1. Weak E-Commerce Demand from China
The de minimis exemption change hit cross-border e-commerce hard. In the first week of May 2025, freighter capacity from Asia to North America dropped by 40 percent — equivalent to 4,000 tonnes per day. That was not a blip; it was a structural reset. China's e-commerce decline is directly rattling global air cargo volumes.
One of my clients, a mid-sized e-commerce brand selling home goods, used to ship 60 percent of their inventory by air express. After de minimis changes, they shifted to sea freight almost overnight. Their logistics manager told me: 'We went from weekly air shipments to one FCL container every three weeks.' That story is playing out across thousands of businesses.
2. Carriers Adding Capacity While Demand Softens
Airlines ordered a wave of new freighters during the pandemic boom, and those planes are still entering service. Boeing 777F and 767F deliveries continue. Meanwhile, passenger belly cargo capacity has fully recovered. More cargo space chasing less cargo. Basic supply and demand says rates go down.
I visited a logistics hub in Shenzhen in March 2026. The warehouse manager told me they were operating at about 65 percent utilization — down from 90 percent in 2024. 'We have space we are not filling,' he said. 'The carriers are calling us asking for business, not the other way around.'
3. Ocean Freight Rates Dropping Too
Ocean container rates from China to the US West Coast dipped to USD 1,520 per FEU in March 2026, according to Freightos data. Carriers are cutting prices and blanking sailings. When ocean rates drop, some volume shifts back from air to sea, forcing air carriers to drop prices further to stay competitive. It is a feedback loop, and importers with flexible supply chains benefit the most.

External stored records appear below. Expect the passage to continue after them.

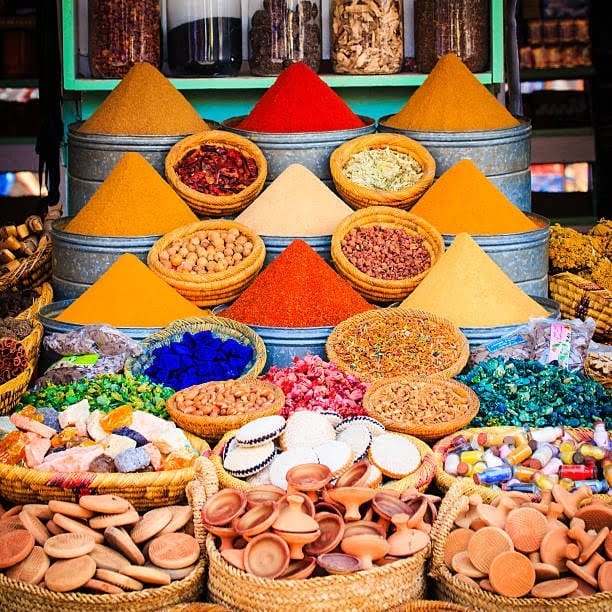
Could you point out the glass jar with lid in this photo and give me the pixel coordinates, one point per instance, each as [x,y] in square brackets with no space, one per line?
[367,36]
[283,32]
[123,33]
[204,37]
[462,27]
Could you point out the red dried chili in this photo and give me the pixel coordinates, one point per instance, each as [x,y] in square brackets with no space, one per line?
[216,170]
[298,289]
[300,101]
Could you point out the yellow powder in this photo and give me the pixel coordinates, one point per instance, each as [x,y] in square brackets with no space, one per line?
[296,203]
[128,294]
[133,200]
[452,99]
[145,102]
[469,288]
[463,199]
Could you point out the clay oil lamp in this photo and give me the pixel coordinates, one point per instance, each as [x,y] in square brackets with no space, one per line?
[308,478]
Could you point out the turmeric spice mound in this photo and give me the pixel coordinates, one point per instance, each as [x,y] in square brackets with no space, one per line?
[463,199]
[469,288]
[128,294]
[133,200]
[452,99]
[145,102]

Exactly How Much Are Air Freight Rates Dropping in 2026?
Let me give you specific numbers — not averages, not ranges, but actual market data from Freightos, C.H. Robinson, and UPS's Q1 2026 reports.
Standard air freight China to US: Approximately USD 3.00/kg (Freightos, May 2026)
Air cargo index Asia to North America: January 2026 showed rare month-over-month decline of ~1% (UPS Q1 2026)
Global air cargo rates Q1 2026: +16% YoY aggregate, but China-origin rates underperformed global average
March 2026: +12% YoY, February: +5% YoY, January: -1% YoY (UPS data) — January dip is the signal
Post-LNY: Stabilizing but routing constraints limit rate increases (C.H. Robinson, April 2026)
The January 2026 dip is the signal. When air cargo rates decline during what should be peak season demand, it means underlying demand is genuinely soft. This is not a seasonal fluctuation. This is a trend.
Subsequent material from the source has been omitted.